How mature are the security checks at this stage?  I know that they're still
marked 'experimental', and so it might be that the necessary functionality
simply hasn't been written into them yet.  Is this a case of features that
haven't been fully implemented, or is this a bug in mostly finished code?
Quuxplusone commented 12 years ago
(In reply to comment #2)
>
> How mature are the security checks at this stage?  I know that they're still
> marked 'experimental', and so it might be that the necessary functionality
> simply hasn't been written into them yet.  Is this a case of features that
> haven't been fully implemented, or is this a bug in mostly finished code?

They aren't mature at all, and are far from complete.  They are, however, being
actively worked on, so bug reports like these, with extensive analyses, are
extremely useful.
Quuxplusone commented 12 years ago

clone to rdar://problem/10488474

Quuxplusone commented 12 years ago
(In reply to comment #2)

> How mature are the security checks at this stage?  I know that they're still
> marked 'experimental', and so it might be that the necessary functionality
> simply hasn't been written into them yet.

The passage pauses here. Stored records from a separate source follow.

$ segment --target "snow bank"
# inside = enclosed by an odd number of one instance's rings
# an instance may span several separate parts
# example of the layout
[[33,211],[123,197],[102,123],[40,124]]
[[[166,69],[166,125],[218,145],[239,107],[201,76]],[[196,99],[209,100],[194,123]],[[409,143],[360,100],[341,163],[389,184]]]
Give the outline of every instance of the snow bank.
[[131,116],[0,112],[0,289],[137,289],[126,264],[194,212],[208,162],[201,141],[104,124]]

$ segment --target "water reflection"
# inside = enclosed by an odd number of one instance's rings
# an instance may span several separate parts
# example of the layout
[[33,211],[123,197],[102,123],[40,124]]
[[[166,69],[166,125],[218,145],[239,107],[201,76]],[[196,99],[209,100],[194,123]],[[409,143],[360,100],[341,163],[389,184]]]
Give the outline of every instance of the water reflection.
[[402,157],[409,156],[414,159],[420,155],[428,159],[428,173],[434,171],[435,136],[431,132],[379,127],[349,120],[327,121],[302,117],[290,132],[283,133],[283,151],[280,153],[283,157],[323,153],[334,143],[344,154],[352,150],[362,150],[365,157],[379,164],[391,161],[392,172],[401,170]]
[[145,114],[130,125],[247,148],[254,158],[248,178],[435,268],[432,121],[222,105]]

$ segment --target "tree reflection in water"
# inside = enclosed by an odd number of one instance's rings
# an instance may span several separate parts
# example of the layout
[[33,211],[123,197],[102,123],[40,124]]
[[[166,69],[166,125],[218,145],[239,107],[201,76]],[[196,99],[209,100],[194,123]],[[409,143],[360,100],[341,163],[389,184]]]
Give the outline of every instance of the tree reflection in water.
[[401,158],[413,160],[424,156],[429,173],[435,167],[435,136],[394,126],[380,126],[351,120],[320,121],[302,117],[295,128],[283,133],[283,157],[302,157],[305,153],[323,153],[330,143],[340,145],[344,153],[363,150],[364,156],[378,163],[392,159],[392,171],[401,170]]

Generally speaking, 'experimental' checkers have enough functionality in place
for those actively working on improving the analyzer to use them.  They may be
raft with false positives, or may have many missing features.
Quuxplusone commented 12 years ago
I noticed that somewhere between the version I originally tested and the latest
(r145757), changes have been made to 'ArrayBoundV2' that now correctly throw a
warning for the previously attached example.

However, the analyzer again fails to throw a warning if the attachment code is
modified so that the declaration:

  char foo[1];

is replaced with:

  char* foo = (char*) malloc(sizeof(char));

which, for these purposes, should exhibit the same behavior.